1500㎥の大水槽から研究型展示まで、行動を見せる水槽設計
展示方法の核になるのは、水量1500㎥の黒潮大水槽です。ジンベエザメだけを単独で見せるのではなく、カツオやグルクマなど黒潮に乗って回遊する魚たちと同居させることで、外洋の流れの中で生きる魚のスピード感や群れの動きが伝わる構成になっています。南西諸島の海エリアでは、奄美大島周辺を中心としたサンゴ礁環境を再現し、魚類だけでなくサンゴ、海藻、ヒトデ、ナマコまで含めて“海中環境そのもの”を見せています。マングローブ水槽では天然光を取り入れ、鹿児島県が分布の北限にあたるマングローブと、干潟に暮らすトビハゼやハクセンシオマネキを同じ文脈で観察できます。屋外のイルカ水路では、錦江湾につながる水辺でイルカを間近に見ることができ、館内展示と地元の海がゆるやかにつながるのも、この水族館らしい見せ方です。
飼育・繁殖・研究を来館者に開く、水族館の裏側まで見える取り組み
繁殖・飼育の面では、サンゴ繁殖センターとうみうし研究所が象徴的です。サンゴ繁殖センターでは、鹿児島の海に多く暮らすサンゴがどのように生き、子孫を残すのかを研究する展示として公開しており、南西諸島のサンゴ礁展示を“見る”だけでなく、サンゴを育てる技術や繁殖の不思議に目を向けさせます。

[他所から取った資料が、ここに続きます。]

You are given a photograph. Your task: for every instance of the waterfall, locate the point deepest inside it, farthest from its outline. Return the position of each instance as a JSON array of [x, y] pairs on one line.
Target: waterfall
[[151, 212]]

うみうし研究所は、色彩の美しさで人気のウミウシを、単なる鑑賞対象ではなく、生態解明と飼育研究の対象として扱う世界的にも珍しいコーナーです。サツマハオリムシについては、東京大学などとの共同研究で全ゲノム解読にも関わっており、展示個体が化学合成生態系の研究にも結びついています。ジンベエザメの食事解説、アザラシの食事観察、ヒトデやウニ、ナマコに触れるタッチの時間、飼育や採集の苦労を伝えるアクアラボなど、来館者が飼育技術と生物の生態を同時に学べる機会が多いことも魅力です。